Entre ficar na dúvida e entregar-me ao caminho mais fácil, marquei a consulta com o neurologista:
– Sim! entendi, doutor! O senhor está me dizendo que me encontro irritada, esquecida e impotente em resolver o mundo prático, este mesmo mundo que sempre dominei “com um pé nas costas”?
– Sim senhora! Não dar mais conta do dia a dia como antigamente, atrapalhada quando das pequenas tarefas, estas que lhe deixam em sofrimento e frustração, é porque a senhora vem perdendo sua noção cognitiva.
Devo ter olhado com espanto para o doutor, pois apesar de saber o que quer dizer cognição, não imaginei que isso poderia estar acontecendo comigo.
– Apenas isso! Ele respondeu, um sorriso gentil, ainda de jovem. Seria complacência?
Não sem uma certa raiva pela ousadia do médico de me tratar como uma retardada, ele continuou:
– A senhora não deve achar que tem alguma questão fisiológica grave. Não é Alzheimer!
No elevador já havia me dado conta que, apesar de bem com a vida, inicio a travessia de uma ponte absolutamente desconhecida cuja placa informa meu inexorável, implacável e inevitável desgaste cognitivo. Antes de bater na porta do médico, eu tinha certeza ser ainda capaz de fazer girar pratos em uma mão e na outra escrever esta crônica!

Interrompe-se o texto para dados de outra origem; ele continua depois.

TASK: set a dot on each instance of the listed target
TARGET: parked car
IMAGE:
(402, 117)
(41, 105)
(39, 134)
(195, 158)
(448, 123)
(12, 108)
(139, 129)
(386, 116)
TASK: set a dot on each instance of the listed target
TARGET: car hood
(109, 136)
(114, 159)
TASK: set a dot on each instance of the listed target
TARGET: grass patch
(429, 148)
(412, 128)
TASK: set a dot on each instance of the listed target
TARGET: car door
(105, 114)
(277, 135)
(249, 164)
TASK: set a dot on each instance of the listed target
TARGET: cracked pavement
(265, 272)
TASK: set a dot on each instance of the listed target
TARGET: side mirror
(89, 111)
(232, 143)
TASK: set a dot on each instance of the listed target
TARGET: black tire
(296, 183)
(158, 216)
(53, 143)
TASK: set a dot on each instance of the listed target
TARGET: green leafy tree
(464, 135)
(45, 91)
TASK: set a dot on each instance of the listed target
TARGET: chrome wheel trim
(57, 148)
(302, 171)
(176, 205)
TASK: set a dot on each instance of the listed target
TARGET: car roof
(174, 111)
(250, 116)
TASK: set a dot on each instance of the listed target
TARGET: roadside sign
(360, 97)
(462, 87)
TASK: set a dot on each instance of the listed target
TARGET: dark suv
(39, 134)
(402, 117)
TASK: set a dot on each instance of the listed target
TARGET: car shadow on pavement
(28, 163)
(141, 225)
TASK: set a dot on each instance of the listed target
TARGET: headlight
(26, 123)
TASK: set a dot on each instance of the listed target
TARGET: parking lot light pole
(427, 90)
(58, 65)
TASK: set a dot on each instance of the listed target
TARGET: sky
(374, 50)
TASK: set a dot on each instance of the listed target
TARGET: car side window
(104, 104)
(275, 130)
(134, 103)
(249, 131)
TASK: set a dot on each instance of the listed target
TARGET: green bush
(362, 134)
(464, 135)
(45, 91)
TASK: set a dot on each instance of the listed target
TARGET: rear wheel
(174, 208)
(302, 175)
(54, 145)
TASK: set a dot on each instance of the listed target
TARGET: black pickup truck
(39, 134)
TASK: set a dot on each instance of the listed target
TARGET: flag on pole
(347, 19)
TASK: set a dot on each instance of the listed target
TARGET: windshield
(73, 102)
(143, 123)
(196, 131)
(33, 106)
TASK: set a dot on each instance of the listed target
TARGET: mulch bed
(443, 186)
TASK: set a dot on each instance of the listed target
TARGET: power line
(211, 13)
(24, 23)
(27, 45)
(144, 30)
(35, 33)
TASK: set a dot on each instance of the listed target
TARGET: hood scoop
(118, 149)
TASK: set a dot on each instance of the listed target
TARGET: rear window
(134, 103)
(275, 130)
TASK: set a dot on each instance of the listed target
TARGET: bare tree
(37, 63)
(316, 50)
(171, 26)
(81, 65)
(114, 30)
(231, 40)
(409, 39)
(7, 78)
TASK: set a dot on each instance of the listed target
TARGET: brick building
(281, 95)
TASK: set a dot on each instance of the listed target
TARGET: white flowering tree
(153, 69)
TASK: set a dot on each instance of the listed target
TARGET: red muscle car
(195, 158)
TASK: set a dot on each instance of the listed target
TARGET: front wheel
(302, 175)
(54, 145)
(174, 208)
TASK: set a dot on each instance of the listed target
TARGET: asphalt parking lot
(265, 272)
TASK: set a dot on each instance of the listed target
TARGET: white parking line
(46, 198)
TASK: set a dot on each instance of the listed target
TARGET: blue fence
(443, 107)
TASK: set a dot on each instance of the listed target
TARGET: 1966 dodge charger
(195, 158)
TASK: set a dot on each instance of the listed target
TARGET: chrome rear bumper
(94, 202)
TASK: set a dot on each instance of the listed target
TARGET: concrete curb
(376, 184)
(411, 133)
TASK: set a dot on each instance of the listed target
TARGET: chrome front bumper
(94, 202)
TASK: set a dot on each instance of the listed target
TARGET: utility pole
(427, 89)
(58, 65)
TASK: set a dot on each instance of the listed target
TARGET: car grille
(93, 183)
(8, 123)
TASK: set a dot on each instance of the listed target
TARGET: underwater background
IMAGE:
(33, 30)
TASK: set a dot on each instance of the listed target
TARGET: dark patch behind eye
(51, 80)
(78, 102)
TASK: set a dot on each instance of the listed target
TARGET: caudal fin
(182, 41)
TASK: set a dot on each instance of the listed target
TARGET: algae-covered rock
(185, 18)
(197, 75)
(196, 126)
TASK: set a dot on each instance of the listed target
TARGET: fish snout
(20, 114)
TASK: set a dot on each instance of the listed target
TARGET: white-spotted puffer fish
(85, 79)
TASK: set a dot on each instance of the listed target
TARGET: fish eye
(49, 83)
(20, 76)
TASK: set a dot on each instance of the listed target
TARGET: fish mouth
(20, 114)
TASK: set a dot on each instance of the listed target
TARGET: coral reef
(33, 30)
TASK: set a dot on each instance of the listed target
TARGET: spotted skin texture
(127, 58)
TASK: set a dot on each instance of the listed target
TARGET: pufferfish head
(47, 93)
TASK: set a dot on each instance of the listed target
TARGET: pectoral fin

Realizei que ser velho é uma condição, um fato e, aceitá-lo ou não, eis a questão.
Entrei no táxi, aliviada com a verdade: ser velho é muito diferente de ser um velho!
Ao passar por esta visita ao neurologista, penso que, saber-se velho não é o mesmo que sentir o temeroso e infeliz envelhecimento!

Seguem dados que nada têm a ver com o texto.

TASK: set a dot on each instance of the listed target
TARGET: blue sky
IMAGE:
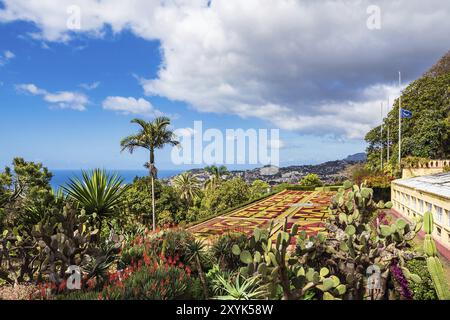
(189, 76)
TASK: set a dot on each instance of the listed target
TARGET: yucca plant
(97, 192)
(188, 186)
(240, 289)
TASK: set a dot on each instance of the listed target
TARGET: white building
(414, 196)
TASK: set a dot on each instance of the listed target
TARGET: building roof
(438, 184)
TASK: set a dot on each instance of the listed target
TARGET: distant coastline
(61, 177)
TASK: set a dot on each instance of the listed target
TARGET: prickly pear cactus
(354, 244)
(280, 267)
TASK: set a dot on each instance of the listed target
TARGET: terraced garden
(307, 209)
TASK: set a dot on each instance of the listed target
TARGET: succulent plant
(278, 266)
(433, 263)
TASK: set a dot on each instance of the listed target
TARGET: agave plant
(187, 186)
(97, 192)
(241, 289)
(196, 254)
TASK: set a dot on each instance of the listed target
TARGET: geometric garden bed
(307, 209)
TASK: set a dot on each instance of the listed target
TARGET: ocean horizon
(62, 176)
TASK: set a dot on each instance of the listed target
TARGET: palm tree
(97, 192)
(151, 136)
(188, 186)
(215, 176)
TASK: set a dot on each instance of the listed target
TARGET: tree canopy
(427, 133)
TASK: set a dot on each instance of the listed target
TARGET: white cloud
(90, 86)
(6, 56)
(308, 66)
(276, 144)
(185, 132)
(130, 105)
(60, 99)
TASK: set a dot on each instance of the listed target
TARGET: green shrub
(425, 289)
(166, 243)
(149, 282)
(221, 250)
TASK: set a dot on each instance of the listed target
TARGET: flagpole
(388, 133)
(400, 121)
(381, 136)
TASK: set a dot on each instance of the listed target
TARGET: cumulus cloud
(185, 132)
(60, 99)
(6, 56)
(90, 86)
(130, 105)
(308, 66)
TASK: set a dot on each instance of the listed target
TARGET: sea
(61, 177)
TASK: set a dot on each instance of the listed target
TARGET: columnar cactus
(278, 266)
(433, 263)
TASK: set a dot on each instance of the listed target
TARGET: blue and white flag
(406, 113)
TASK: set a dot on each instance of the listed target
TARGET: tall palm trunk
(153, 203)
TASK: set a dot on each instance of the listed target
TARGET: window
(439, 214)
(448, 217)
(413, 203)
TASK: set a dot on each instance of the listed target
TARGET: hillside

Ao reconhecer esta confortável realidade, sei que trânsito, hoje, em uma ponte situada entre aquela fase em que conseguia empinar papagaios e agora a de ser velha. Sei que, paulatinamente, minhas células irão envelhecer junto comigo; sei que só há mais uma última ponte para ser atravessada. Mas vou quedar-me nela, plena de vida, até o final. Vou me estacionar nesta que muito me agrada!
Nesta ponte, no meu novo dia a dia, passei a fazer uma só coisa por vez: um só prato na mão esquerda e depois um só lápis na direita.